## Common imports

In [1]:
#code obtained from http://socialmedia-class.org/twittertutorial.html
#api docs at https://developer.twitter.com/en/docs/tweets/search/api-reference/get-search-tweets
import json
import tweepy
import pandas as pd
import numpy as np

## Twitter api tokens and keys

In [2]:
api_key = '<api key goes here>'
api_secret_key = '<api secret key goes here>'
access_token = '<access token goes here>'
access_token_secret = '<access token secret goes here>'

## Authenticate using tweepy

In [3]:
# Setup tweepy to authenticate with Twitter credentials:

auth = tweepy.OAuthHandler(api_key, api_secret_key)
auth.set_access_token(access_token, access_token_secret)

# Create the api to connect to twitter with your creadentials
api = tweepy.API(auth, wait_on_rate_limit=True, wait_on_rate_limit_notify=True, compression=True)
#---------------------------------------------------------------------------------------------------------------------
# wait_on_rate_limit= True;  will make the api to automatically wait for rate limits to replenish
# wait_on_rate_limit_notify= Ture;  will make the api  to print a notification when Tweepyis waiting for rate limits to replenish
#---------------------------------------------------------------------------------------------------------------------

## Function for getting tweets

In [4]:
def hate_tweets(listOfTweets, ids):
    tweets = api.statuses_lookup(ids, tweet_mode='extended')
    
    for i in range(0,len(tweets)):
        try:
            status = tweets[i]
            json_str = json.dumps(status._json)
            json_str = json.loads(json_str)
            
            origin_id = json_str['id']
            id = json_str['retweeted_status']['id']
            screen_name = json_str['retweeted_status']['user']['screen_name']
            user_name = json_str['retweeted_status']['user']['name']
            followers = json_str['retweeted_status']['user']['followers_count']
            following = json_str['retweeted_status']['user']['friends_count']
            tweet_created_at = json_str['retweeted_status']['created_at']
            tweet_text = json_str['retweeted_status']['full_text']
            bio = json_str['retweeted_status']['user']['description']
            location = json_str['retweeted_status']['user']['location']
            coord = json_str['retweeted_status']['coordinates']
            no_tweets = json_str['retweeted_status']['user']['statuses_count']
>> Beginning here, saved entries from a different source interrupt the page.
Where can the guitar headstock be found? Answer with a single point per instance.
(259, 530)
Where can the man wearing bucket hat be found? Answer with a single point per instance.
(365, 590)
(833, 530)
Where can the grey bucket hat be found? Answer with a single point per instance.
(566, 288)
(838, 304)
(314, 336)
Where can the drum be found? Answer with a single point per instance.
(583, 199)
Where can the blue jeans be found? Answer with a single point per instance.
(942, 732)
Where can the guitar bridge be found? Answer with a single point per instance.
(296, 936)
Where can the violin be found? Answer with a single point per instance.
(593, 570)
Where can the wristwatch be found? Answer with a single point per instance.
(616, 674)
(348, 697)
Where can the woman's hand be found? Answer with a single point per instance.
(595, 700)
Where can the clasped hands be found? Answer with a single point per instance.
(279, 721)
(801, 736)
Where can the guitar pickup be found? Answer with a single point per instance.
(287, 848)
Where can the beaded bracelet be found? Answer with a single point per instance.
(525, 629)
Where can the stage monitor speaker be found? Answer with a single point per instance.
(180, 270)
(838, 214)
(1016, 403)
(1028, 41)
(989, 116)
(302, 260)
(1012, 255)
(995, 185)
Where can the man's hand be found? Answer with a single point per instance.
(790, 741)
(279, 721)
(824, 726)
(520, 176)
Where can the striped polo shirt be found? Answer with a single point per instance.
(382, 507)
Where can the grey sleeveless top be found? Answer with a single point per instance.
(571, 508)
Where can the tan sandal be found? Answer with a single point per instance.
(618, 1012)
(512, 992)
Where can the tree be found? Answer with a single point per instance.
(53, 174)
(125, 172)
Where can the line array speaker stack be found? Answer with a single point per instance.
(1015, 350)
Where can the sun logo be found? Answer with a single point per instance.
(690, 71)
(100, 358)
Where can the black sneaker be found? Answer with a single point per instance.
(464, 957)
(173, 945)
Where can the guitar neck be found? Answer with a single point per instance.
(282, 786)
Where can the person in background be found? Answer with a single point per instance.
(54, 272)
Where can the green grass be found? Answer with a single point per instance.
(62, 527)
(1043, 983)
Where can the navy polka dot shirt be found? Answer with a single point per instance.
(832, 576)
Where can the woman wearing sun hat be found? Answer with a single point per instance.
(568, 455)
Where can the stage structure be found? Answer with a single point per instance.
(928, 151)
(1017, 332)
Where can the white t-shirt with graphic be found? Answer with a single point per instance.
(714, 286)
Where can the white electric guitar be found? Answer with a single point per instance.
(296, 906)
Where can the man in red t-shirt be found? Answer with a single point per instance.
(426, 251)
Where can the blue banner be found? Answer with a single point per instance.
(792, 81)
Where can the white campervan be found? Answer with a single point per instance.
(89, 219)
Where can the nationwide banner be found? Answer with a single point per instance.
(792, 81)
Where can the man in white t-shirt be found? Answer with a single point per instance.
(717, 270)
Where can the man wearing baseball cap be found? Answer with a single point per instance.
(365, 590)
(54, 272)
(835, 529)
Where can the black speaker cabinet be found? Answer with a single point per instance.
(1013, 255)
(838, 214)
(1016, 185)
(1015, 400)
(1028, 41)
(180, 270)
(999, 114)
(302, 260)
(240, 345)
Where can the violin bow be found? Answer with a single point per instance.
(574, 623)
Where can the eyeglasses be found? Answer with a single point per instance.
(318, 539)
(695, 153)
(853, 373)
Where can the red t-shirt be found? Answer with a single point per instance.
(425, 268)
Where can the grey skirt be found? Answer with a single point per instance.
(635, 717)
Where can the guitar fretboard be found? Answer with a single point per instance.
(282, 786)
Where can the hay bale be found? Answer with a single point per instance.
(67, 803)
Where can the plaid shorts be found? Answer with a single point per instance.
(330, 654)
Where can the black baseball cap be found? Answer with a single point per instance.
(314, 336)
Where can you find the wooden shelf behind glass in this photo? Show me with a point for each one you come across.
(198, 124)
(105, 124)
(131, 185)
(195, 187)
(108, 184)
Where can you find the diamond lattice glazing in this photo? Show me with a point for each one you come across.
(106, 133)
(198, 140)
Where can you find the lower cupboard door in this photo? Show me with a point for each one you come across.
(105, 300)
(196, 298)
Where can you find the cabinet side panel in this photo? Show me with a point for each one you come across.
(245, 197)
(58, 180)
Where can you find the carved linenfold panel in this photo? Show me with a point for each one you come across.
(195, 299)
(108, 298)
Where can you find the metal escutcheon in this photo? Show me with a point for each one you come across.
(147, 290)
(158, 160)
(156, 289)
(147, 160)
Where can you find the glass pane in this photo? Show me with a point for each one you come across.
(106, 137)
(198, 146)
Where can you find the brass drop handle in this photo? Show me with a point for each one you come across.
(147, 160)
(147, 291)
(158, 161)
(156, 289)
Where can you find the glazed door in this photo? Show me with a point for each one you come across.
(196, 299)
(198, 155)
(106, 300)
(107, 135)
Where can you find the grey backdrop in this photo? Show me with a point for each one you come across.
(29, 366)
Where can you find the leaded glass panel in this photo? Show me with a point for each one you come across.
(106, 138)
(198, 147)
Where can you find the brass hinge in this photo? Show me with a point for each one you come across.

            if len(json_str['retweeted_status']['entities']['hashtags'])==0:
                hashtags = ''
            else:
                hashtags = []
                for i in range(0,len(json_str['retweeted_status']['entities']['hashtags'])):
                    hashtags = pd.Series(np.append(hashtags,json_str['retweeted_status']['entities']['hashtags'][i]['text']))
                    hashtags = hashtags.str.cat(sep=' ')

            if len(json_str['retweeted_status']['entities']['urls'])==0:
                urls=''
            else:
                urls = []
                for i in range(0,len(json_str['retweeted_status']['entities']['urls'])):
                    urls = pd.Series(np.append(urls,json_str['retweeted_status']['entities']['urls'][i]['url']))
                    urls = urls.str.cat(sep=' ')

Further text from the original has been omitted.